Facing up to stupidity and laziness

There’s still one month left of 2015, but let’s make a safe prediction for next year: the number of information leaks will hit new records.

That’s not because there’s less awareness around security issues, or tighter budgets. Everyone knows security is paramount and that money needs to be spent securing your systems.

Instead, the problem is that while that message has gone out and been received, it really hasn’t been understood. The problem seems to be one of both laziness and stupidity.

Several recent examples illustrate this: Dell, with decades of experience and expertise, a world-famous IT company that should know better, stuck multiple fake SSL/TLS digital certificates on its systems, leaving them open to interception and allowing malware to be signed and trusted as good software.

Dell had to scramble to sort out the problem before attackers started to exploit the certificate vulnerability, but it never should have happened in the first place.

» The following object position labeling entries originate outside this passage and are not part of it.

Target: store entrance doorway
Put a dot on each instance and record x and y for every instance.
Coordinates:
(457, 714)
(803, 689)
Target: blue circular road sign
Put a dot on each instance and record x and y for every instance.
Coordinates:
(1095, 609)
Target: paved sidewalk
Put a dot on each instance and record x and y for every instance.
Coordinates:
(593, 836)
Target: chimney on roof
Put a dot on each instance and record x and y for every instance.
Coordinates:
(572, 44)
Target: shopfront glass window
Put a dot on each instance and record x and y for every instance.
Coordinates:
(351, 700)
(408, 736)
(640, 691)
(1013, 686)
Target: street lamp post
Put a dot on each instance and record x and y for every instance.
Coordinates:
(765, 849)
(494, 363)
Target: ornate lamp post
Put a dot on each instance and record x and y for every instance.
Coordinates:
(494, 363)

Managing digital certificates can be complex, but Dell’s basic errors of adding a self-signed certificate with a private key included was just asking for it.

There was even a precedent - the Superfish scandal in May saw Lenovo take one on the chin, hard, for being stupid and putting its users at risk. That Dell learnt nothing from that very well-publicised incident is hard to fathom.

Dell was lucky, and as far as we know, nothing happened. Only a few days later, however, another SSL/TLS issue popped up on the radar.

This time it’s millions of internet-connected systems that are vulnerable to quiet data interception, because the vendors who manufactured them added and reused static SSL/TLS credentials. 

Over 900 products from something like 50 device vendors are vulnerable, including 26,000 Cisco devices on Telstra’s network.

Fixing that global, gigantic mess will be incredibly difficult if not impossible as it involves persuading multiple vendors to:

• Understand the problem
• Develop a fix for it, and test it
• Get the fix out to partners and telcos
• Make sure the fix is deployed.

Don’t hold your breath for it to get sorted out anytime soon.

That particular situation should, again, never have happened, but it did, and we will see even more of such issues soon.

It’s time to renew the call to make organisations that fail to act responsibly liable for their stupidity and laziness as well as the avoidable mistakes that can have serious consequences that last for a long time.

The recent hack of Chinese educational toy maker VTech shows us why: millions of parents with hundreds of thousands of childrens' sensitive personal data was captured with consummate ease, leading to a dangerous situation that has the potential to be almost impossible to rectify..

Luckily, the 4.8 million parents and their children dodged a bullet because the hacker said he wouldn’t pass on the data to anyone apart from the publication that reported the breach.

VTech freely admitted it had no idea that the data breach had taken place until it was told by media. “Amateur hour” doesn’t begin to describe VTech’s approach to IT security - it is not fit to hold sensitive data, especially on children.

How sensitive? Try pictures of thousands of parents and kids, 190GB worth, along with chat logs.

Last year, security researcher Paul Vixie suggested we introduce risk management through regulation and create treaties with security provisions that countries have to abide by if they wish to do business with us. 

Let’s take that notion further, and make it mandatory for organisations to show they've followed best practice when it comes to security before they can ask for and store user data.

Adding more regulation is never a step to take lightly but if it stops just some of the examples of rank stupidity and utter laziness expected to arise in the very near future, it's worth it.